Wenn ein Roman mit einem solchen Marketingaufwand schon
lange vor der Veröffentlichung in aller Munde ist, stellt sich unweigerlich
Neugierde ein. Für mich hierbei besonders überraschend: dass Romane bejubelt
werden, ist keine Seltenheit, aber dass sich das literarische Feuilleton und die
eher massenorientierten Kanäle einig sind bzw. überhaupt über dasselbe Buch
sprechen, erstaunt da schon eher. Beim Lesen jedoch hat sich dieser scheinbare
Widerspruch schnell aufgelöst: ja, das Buch kann sowohl die einen wie auch die
anderen bedienen und wer sich gleichermaßen lesend bewegt, kann sich doppelt
freuen.
Band eins der Tetralogie erzählt die Kindheit und Jugend der
beiden Frauen. Nuanciert werden Parallelen und Diskrepanzen zwischen den beiden
Mädchen vorgestellt, immer wieder führt sie das unsichtbare Band jedoch wieder
zusammen. Ohne Frage ist die Erzählerin Lenù sympathisch und lädt schnell ein, sie
liebzugewinnen; faszinierender jedoch ist ihr Pendant, das in der Charakterzeichnung
vielschichtiger und undurchschaubarer ist.
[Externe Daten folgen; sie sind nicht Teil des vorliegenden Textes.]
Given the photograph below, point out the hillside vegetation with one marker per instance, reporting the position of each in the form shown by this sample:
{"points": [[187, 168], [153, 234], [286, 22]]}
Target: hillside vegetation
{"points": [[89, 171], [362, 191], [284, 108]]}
Es braucht keine großen Beschreibungen,
die Episoden ihres Lebens, das scheinbar widersprüchliche Handeln
charakterisieren diese junge Frau in ausreichendem Maße und lassen Raum für psychologische
Spekulationen – insbesondere darüber, was in den kommenden drei Bänden erzählt
werden wird. Auch wenn die Erzählerin zurückblickt, wählt sie doch in dieser
Passage den Blickwinkel des unwissenden Mädchens, was den Einblick in die
neapolitanische Gesellschaft der 50er Jahre insbesondere spannend gestaltet,
vieles bleibt vage und nicht begreifbar für die jungen Figuren – die Aussagen
lassen jedoch wenig Raum für Interpretation. Die Rolle der Familienclans und
mafiöse Strukturen werden mehr als deutlich kritisiert.
Blickt man weniger tief in den Roman, besticht die
Sprachgewaltigkeit der Autorin. Ein Plauderton, fast wie von einer Freundin,
der immer die richtige Note trifft, lässt den Text regelrecht dahingleiten, so
dass die gut 400 Seiten im Nu vorbeifliegen. Wunderschön leicht erzählt sie von
der Freundschaft und auch innigen Zuneigung zwei Mädchen – einem Thema, das
insbesondere Leserinnen leicht ansprechen dürfte.
Ja, es gibt literarisch anspruchsvollere Bücher, aber wenige
sind dabei so unterhaltsam und leicht. All dem Lob für Elena Ferrante – wer auch
immer sie sein mag – kann ich mich sehr leicht anschließen.